NEW HAVEN – Those labels that you see on packaged foods listing their ingredients and nutritional values had their beginnings in an international scandal and in the efforts by governments to deal constructively with the public outrage that followed.
The scandal erupted with the publication in 1906 of Upton Sinclair’s novel The Jungle, a bestseller that detailed the experiences of a Lithuanian immigrant family working in America’s meatpacking industry.
The public response to the book’s description of unsanitary conditions in the industry was so strong that the United States Congress enacted the Pure Food and Drug Act – the first law to require labeling of contents on food packages – the very same year.
By 1910, according to The Manchester Guardian, "The Jungle Scare” had spread to the United Kingdom, where it had been taken up by "less scrupulous [sic] newspapers of this country,” with "slanderous” and "sensational” claims about the food industry.
That may have been true, but the eventual effect was better food labeling laws in the UK, too.
Indeed, the scandal set in motion a sequence of laws in countries around the world that today require food labeling to go beyond mere lists of ingredients to include information about the vitamins, minerals, and calories that products contain.
These labels are undoubtedly useful to consumers, but it is unlikely that many manufacturers, if given the choice, would have introduced them on their own.
That is how regulatory progress is often made. The history of legislative reform is substantially a punctuated equilibrium, with long periods of time during which public apathy prevents any progress, interrupted by scandals that suddenly make progress possible.
Entrenched interests (food-processing companies, in the case of nutritional labeling) resist change with all of their lobbying efforts, but public outrage is too strong for them to win.
We have to hope that the same kind of outcome will emerge from the financial scandals that have produced public outrage analogous to that directed at the food industries in Upton Sinclair’s day.
As was the case then, public outrage today is at a level that might well overwhelm the lobbying efforts of entrenched interests.
Indeed, one of the areas in need of such regulatory progress is exactly the same, but has merely moved from food products to financial products. For today we need laws that will require purveyors of financial products to provide the essential information that consumers need.

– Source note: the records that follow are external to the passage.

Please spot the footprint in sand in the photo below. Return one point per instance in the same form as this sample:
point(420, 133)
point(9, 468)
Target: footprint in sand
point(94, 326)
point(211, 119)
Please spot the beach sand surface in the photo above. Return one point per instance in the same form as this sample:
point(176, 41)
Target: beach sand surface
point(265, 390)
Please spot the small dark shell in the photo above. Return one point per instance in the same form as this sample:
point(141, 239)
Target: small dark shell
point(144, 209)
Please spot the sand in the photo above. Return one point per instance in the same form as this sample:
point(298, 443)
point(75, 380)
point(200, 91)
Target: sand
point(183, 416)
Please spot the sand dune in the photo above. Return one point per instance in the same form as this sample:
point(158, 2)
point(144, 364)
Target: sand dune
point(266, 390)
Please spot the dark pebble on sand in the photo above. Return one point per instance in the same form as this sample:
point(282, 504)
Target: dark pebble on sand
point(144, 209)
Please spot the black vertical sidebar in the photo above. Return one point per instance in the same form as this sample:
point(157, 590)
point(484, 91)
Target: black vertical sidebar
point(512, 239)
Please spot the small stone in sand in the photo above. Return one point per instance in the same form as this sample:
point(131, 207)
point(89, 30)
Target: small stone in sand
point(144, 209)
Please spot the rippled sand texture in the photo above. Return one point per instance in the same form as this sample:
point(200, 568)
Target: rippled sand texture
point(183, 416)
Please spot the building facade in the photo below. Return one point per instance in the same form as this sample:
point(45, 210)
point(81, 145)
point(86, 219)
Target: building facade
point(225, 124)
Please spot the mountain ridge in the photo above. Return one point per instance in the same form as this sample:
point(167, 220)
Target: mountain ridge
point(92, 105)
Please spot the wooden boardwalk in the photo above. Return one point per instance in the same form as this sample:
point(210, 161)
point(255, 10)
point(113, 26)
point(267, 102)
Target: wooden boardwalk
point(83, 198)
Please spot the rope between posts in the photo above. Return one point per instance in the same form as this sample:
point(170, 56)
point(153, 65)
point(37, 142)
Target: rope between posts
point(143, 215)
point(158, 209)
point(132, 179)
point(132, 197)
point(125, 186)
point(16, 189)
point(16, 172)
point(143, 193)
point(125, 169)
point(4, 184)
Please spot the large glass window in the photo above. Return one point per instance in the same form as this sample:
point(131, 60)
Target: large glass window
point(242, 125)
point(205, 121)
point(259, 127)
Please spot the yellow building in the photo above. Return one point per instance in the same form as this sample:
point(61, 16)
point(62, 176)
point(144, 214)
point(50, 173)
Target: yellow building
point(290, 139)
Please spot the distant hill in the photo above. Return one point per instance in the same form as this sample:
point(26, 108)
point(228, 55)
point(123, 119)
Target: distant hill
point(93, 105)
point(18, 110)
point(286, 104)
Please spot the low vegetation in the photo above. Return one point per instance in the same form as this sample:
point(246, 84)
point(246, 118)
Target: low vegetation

That is the argument of a new book written by the Squam Lake Group, led by Kenneth French of Dartmouth and composed of 15 finance and economics professors, including me. Among its proposals, The Squam Lake Report: Fixing the Financial System recommends that investment products like mutual funds should include a standardized disclosure label analogous to the nutritional labels on foods.
The structure of the label should be developed by a committee of academics, regulators, and industry executives with the objective of promoting informed comparison among consumers of investment products.

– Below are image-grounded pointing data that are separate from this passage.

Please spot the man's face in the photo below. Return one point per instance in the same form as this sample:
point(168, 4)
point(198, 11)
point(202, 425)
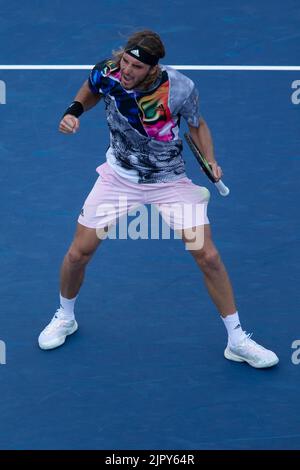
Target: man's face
point(133, 72)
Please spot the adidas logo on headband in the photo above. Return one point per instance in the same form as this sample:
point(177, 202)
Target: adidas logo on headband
point(135, 52)
point(142, 55)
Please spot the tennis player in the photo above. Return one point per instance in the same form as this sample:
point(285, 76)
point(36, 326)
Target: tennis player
point(144, 102)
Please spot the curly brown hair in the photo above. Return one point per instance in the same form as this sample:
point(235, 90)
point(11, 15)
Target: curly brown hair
point(152, 43)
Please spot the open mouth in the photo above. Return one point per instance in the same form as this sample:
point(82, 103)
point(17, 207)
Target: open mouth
point(126, 78)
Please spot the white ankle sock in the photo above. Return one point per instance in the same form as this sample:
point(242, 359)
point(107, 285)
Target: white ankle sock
point(234, 329)
point(67, 308)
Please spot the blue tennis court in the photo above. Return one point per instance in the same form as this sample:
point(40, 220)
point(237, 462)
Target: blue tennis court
point(146, 368)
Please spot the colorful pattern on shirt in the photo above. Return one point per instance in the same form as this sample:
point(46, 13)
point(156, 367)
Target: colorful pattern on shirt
point(144, 126)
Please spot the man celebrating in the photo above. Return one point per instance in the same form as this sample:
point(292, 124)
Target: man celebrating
point(144, 103)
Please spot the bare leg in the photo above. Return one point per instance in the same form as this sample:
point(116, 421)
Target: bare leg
point(79, 254)
point(214, 272)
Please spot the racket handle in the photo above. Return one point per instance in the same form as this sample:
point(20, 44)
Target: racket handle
point(223, 190)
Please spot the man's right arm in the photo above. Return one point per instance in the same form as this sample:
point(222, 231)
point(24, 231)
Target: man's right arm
point(70, 123)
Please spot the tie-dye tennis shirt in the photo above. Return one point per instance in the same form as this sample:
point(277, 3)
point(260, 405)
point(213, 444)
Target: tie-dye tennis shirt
point(144, 125)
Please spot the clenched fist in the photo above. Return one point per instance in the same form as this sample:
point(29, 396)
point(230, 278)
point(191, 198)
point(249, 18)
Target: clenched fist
point(69, 124)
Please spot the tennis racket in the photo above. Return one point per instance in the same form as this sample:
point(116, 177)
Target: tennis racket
point(223, 190)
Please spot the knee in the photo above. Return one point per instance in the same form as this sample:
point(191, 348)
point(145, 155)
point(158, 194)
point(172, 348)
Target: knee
point(77, 257)
point(208, 260)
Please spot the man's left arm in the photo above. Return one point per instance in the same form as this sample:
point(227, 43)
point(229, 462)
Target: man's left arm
point(202, 138)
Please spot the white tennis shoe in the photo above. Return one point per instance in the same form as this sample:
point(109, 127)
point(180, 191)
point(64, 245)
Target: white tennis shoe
point(56, 331)
point(249, 351)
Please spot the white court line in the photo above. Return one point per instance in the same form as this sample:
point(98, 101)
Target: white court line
point(178, 67)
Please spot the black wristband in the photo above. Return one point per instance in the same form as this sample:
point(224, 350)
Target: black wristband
point(75, 109)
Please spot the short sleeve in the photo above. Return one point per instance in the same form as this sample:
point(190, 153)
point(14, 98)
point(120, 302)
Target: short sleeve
point(190, 108)
point(95, 78)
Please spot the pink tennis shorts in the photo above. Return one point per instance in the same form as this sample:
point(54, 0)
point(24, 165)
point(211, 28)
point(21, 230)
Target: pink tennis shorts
point(181, 203)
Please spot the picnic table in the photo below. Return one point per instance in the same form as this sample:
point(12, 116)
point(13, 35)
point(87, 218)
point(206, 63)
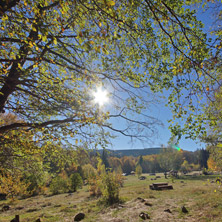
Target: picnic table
point(161, 186)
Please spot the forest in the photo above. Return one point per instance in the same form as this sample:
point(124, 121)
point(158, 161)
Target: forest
point(75, 75)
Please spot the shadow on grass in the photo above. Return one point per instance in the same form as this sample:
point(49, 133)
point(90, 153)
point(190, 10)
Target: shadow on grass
point(199, 177)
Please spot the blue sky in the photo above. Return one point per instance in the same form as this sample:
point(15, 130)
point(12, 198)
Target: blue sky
point(163, 113)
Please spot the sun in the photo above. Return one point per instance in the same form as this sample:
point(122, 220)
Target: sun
point(100, 96)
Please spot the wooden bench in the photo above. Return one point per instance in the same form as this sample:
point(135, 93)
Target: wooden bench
point(161, 186)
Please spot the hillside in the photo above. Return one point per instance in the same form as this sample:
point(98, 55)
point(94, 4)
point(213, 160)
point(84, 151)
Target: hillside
point(133, 152)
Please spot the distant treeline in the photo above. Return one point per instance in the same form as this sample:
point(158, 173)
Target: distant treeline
point(133, 152)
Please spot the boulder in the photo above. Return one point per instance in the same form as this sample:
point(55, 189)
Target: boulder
point(168, 211)
point(79, 217)
point(5, 208)
point(184, 209)
point(148, 204)
point(16, 219)
point(140, 199)
point(144, 216)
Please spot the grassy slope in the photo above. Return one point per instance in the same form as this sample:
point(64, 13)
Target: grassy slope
point(201, 197)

Of course, existing regulations require that a significant amount of information be disclosed in prospectuses for financial products. The label would be designed for those who are less motivated and/or able to read these prospectuses.
The group recommends that the standardized disclosure should give the consumer an understandable measure of long-term risk. This might include such measures as the annualized volatility of the inflation-adjusted ten-year returns, and the range of real payoffs that an investment might earn in ten years, including 5th, 50th, and 95th percentiles.
Not all investors will be able to interpret even these simple measures of the outlook for an investment. But neither are all consumers of food able to interpret the quantities of nutrients that are shown on nutritional labels.
These facts should be there to allow those people who will look at them to do so, and to encourage them to spread the information via word of mouth to others with whom they are acquainted.
The standardized disclosure label should not, however, include past returns on investments. This is because most investors overreact to past returns, shifting their money around in a largely futile effort to channel it to managers who can beat the market.
This requirement is analogous to that of nutrition labeling, which does not allow listing of nutritional quantities that are not significant in the usual serving size.
Moreover, The Squam Lake Report recommends that when an advertisement for an investment product does report a prior average return, it should also include a statement of the uncertainty associated with that return.
Including such statements in the disclosure is analogous to the requirement that food labels contain a full list of nutritional factors per serving, rather than merely a featured list that the producer might try to add in order to promote the product.
Including such information on financial products would give an enormous boost to the efficiency and efficacy of our financial products in serving customers’ needs.
The only reason that such labeling has not yet been required is the same reason that nutritional labels were not required long ago on foods. Public outcry at a time of scandal forced progressive change then; we should hope that it does so now.
Robert Shiller, Professor of Economics at Yale University and Chief Economist at MacroMarkets LLC, is co-author, with George Akerlof, of Animal Spirits: How Human Psychology Drives the Economy and Why It Matters for Global Capitalism.